Photo with computer and garden by April Lidinsky
While many of us have hobbled through the spring semester, there is no rest for the weary, it seems. I hope you are all taking socially distanced and masked walks to recharge. We will need our energy for a summer of pedagogical preparation.
Of course, some of us are already teaching summer sessions online. Some of us know that we will be teaching in the fall semester. I also want to acknowledge how many valued colleagues will not be returning to campus positions—a painful reminder of the very personal economic impact of the pandemic. I hold these losses in mind as I dig deep for gratitude that while there is more instructional design work to do to prepare for the coming semester/s, I’m lucky to be in a position to do it.

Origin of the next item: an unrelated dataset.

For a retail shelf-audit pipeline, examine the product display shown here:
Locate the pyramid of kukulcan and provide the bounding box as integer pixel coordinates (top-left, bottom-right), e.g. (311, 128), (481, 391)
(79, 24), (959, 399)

Most of our campuses seem to be planning multiple teaching scenarios for fall, acknowledging that we are all subject to the virus’s waves. So, I’ve created a summer pedagogy syllabus for myself, taking advantage of some campus-sponsored training for teaching more effectively online. I’ve given myself target dates for reimagining my fall courses, revisiting my goals and gleaning from student feedback what they found most engaging in my spring courses. Happily, based on my course evaluations, my students and I appreciate the same course values: enthusiastic engagement in the material and a compassionate learning environment. Those are familiar goals that I can carry forward into less familiar learning environments.
I’ll offer two short articles about enriching learning relationships that I have found encouraging as I face the work ahead, and hope you’ll share your favorites, too.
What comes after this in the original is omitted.